Ia mengharapkan perkembangan namun jawaban yang dilontarkan adiknya hanya kalimat "tidak tahu". Rasanya benar-benar menjengkelkan. Bagaimana bisa ia bersikap acuh seperti itu terkait ibunya sendiri.
"Kakak.. Apa kau bisa tidak melupakan dia.. Bukankah dia yang membuang kita berdua? Mengapa kau pergi kesana kemari hanya untuk mencarinya. Benar-benar.." Hwang Yu-Na menganggap kakaknya tak waras karena terus pergi mencari ibunya tiada henti.

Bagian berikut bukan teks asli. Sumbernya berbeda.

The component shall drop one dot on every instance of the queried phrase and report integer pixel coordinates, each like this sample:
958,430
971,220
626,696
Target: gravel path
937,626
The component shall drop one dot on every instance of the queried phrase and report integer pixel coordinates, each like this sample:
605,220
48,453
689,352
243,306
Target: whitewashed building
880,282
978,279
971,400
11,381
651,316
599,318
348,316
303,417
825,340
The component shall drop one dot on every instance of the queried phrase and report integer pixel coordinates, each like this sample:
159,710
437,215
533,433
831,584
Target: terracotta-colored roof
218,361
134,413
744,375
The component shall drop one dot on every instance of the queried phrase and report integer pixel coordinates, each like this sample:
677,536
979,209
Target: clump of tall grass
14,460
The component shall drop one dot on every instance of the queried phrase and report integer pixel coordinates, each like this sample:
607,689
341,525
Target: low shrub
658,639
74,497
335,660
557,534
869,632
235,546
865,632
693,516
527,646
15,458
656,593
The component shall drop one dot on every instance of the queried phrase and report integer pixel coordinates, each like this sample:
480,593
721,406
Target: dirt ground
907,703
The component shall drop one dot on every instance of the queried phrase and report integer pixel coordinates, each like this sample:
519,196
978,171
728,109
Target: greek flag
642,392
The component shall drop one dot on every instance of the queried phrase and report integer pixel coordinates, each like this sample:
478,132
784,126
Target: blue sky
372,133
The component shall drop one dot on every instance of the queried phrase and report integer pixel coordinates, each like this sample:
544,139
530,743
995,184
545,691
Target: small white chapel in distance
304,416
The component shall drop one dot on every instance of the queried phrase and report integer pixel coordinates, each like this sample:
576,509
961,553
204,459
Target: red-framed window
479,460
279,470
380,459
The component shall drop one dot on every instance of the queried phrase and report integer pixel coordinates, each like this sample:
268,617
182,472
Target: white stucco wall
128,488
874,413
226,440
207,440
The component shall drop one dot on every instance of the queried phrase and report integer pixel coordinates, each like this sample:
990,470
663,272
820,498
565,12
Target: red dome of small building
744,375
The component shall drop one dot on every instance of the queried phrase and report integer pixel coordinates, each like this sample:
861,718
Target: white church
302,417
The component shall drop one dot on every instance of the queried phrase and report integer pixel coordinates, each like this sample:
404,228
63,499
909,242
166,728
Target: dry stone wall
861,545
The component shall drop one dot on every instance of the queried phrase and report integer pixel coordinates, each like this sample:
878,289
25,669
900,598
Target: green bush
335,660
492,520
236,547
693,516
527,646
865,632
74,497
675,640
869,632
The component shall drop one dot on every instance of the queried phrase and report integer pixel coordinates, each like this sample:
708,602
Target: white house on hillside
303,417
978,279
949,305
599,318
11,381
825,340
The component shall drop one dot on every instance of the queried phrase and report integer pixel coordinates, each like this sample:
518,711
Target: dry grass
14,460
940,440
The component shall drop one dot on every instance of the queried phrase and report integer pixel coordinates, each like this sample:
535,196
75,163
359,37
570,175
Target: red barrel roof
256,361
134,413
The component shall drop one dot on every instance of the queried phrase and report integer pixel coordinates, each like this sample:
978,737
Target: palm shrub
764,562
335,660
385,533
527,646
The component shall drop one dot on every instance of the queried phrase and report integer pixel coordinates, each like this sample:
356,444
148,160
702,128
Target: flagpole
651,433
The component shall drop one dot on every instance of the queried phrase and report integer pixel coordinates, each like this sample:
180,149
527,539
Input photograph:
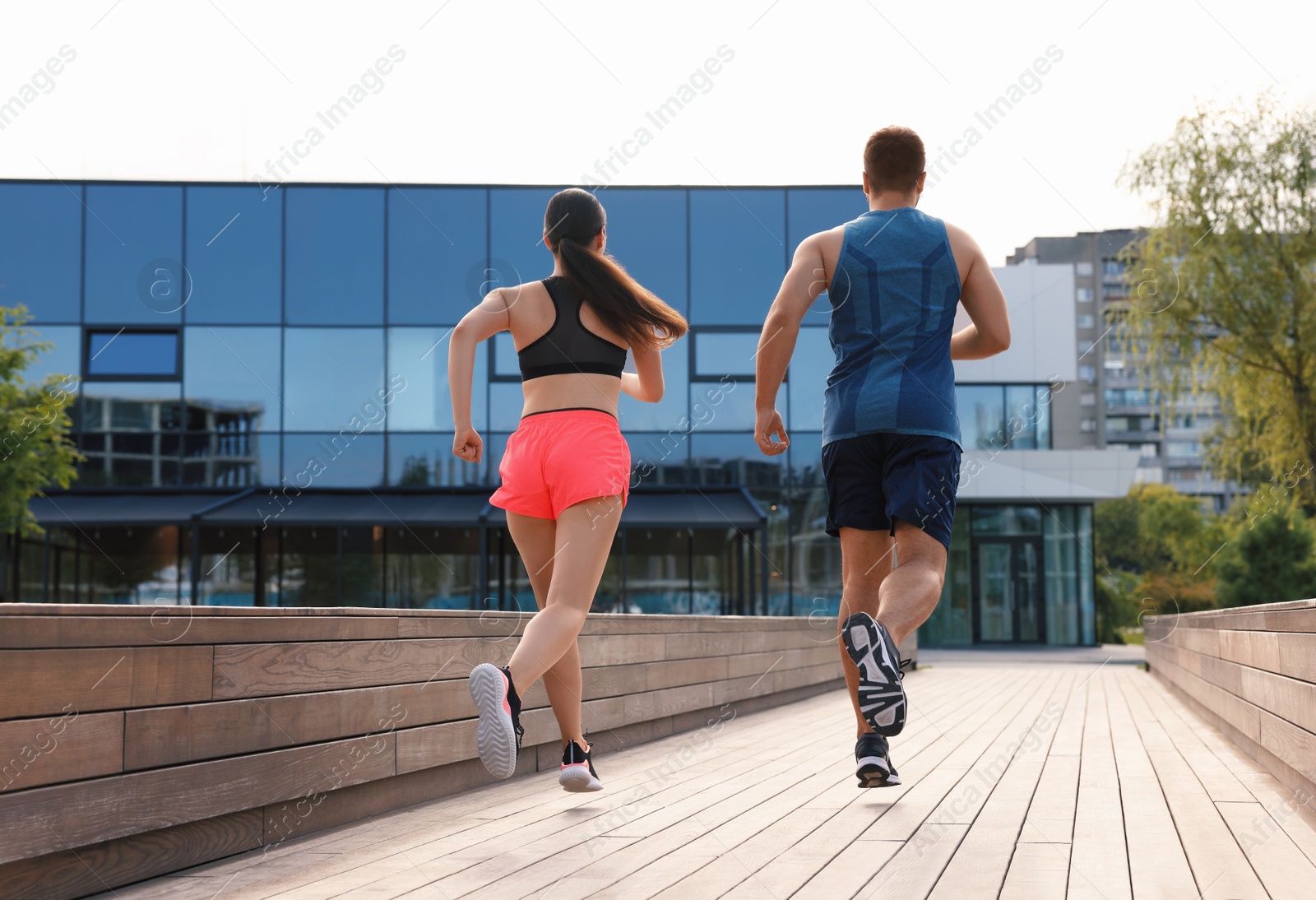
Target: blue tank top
894,296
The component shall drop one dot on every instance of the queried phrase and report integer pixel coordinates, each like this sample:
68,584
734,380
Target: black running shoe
873,762
578,772
874,653
498,735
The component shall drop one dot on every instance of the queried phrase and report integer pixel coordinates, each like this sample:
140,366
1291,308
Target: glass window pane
517,237
135,246
725,353
234,249
230,377
809,211
63,358
309,568
1028,416
982,416
428,461
727,404
646,233
339,459
1061,561
809,366
131,434
335,256
433,568
419,355
436,253
41,250
132,353
333,378
670,412
734,459
737,254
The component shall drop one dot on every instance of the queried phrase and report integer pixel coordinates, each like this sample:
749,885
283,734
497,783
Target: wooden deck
1020,781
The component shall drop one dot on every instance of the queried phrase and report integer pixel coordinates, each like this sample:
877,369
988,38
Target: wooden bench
1250,671
136,741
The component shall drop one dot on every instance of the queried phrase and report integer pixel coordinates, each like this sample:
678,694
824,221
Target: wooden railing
137,741
1250,671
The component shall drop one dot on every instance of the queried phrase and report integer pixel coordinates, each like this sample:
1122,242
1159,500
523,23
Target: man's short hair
894,158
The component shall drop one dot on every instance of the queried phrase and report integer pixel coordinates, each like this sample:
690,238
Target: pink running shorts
558,458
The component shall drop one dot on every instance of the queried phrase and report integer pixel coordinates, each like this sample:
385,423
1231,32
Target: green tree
1224,285
1269,561
35,448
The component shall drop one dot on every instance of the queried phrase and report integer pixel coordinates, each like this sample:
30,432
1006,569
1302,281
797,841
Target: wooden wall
142,740
1250,671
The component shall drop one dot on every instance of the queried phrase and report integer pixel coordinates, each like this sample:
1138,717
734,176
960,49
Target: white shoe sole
495,737
577,779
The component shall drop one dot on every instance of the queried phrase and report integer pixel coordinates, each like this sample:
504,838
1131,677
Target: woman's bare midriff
572,391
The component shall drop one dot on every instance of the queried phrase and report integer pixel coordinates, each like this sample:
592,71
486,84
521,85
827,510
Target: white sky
532,92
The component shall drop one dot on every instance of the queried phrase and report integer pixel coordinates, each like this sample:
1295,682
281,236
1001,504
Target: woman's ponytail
572,220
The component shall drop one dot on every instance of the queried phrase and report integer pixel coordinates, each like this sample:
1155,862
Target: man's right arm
982,299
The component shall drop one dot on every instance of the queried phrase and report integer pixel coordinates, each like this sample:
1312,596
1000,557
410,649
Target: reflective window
333,379
809,211
728,404
670,412
737,254
1028,416
432,568
419,355
1007,520
124,355
63,358
436,253
230,378
135,250
646,233
811,364
335,256
41,250
725,353
234,249
732,459
517,237
428,461
131,434
337,459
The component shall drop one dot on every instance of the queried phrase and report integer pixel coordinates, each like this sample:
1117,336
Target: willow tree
35,448
1223,287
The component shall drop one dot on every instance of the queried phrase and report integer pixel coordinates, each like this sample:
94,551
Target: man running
890,432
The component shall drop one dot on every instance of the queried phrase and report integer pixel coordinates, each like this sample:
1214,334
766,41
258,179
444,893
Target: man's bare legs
901,597
565,570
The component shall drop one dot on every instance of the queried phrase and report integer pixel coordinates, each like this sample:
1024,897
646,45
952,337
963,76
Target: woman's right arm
645,383
480,324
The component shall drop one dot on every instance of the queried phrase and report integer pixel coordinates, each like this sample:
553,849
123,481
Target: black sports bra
569,346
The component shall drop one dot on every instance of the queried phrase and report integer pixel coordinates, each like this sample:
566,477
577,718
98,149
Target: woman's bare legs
572,566
536,540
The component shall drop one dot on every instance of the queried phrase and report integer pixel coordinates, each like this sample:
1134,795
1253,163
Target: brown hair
572,220
894,158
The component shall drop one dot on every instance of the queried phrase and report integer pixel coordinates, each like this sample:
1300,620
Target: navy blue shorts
874,479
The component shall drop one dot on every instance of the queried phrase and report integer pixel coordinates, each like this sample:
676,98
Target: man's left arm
802,285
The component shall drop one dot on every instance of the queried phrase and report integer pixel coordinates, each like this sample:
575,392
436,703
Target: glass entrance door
1008,590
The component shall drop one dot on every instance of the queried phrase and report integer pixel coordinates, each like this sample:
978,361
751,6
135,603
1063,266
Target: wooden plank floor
1020,781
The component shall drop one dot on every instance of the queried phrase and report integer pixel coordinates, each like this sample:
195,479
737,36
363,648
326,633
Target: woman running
566,470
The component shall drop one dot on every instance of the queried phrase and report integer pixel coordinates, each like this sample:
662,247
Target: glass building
265,419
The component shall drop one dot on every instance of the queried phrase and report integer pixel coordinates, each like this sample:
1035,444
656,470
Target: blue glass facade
291,313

Tapi Hwang Yu-Ni tetap bersikeras untuk meyakinkan dirinya harus menemukan ibunya sebelum ajal menyemputnya.
***
Hawa sejuk di siang hari semakin menyegarkan berkat angin yang menyelinap masuk lewat jendela kamar Gae Ha-Ni. Dagunya menyandarkan diri pada kedua lututnya yang ditekuk serta kedua tangannya melingkarkan diri pada kedua kakinya. Tatapannya terlihat seperti penuh dengan kegundahan. Matanya terus memandang ke arah jendela tempat dimana keluar masuknya angin-angin sejuk itu.
Musim gugur adalah musim yang tidak disukai Gae Ha-Ni, karena di musim seperti inilah banyak menyimpan memori menyedihkan yang membuat matanya basah.
Tok.. Pengasuh panti datang dan membuka pintu kamar Gae Ha-Ni sambil melirik kearah kanan, terlihat Gae Ha-Ni tengah murung. Tak ingin menyia-nyiakan kesempatan, pengasuh itu langsung datang ke arah Gae Ha-Ni tepat setelah menutup pintu kamar. Pengasuh tersebut memulai mendesah lalu duduk di ranjang Gae Ha-Ni. Melihat pengasuh itu di hadapannya Gae Ha-Ni menundukkan kepalanya bahkan menutupi wajahnya dengan kedua lengannya. Tingkahnya begitu aneh. Tepat saat itulah pandangan pengasuh tersebut mengarah pada prosedur yang ada di samping Gae Ha-Ni.
"Akan lebih baik jika kau jadi anak Pimpinan Ryu. Kau bahkan bisa kuliah ditempat yang kau inginkan." Kata-katanya ditujukan pada Gae Ha-Ni namun matanya melihat ke arah prosedur yang terlihat jelas tulisan "Seoul National University"
"Apa?" Gae Ha-Ni memperlihatkan wajahnya dan kaget mendengar kata-kata yang diucapkan pengasuh tersebut.
Kenapa seolah-olah ingin melepaskanku?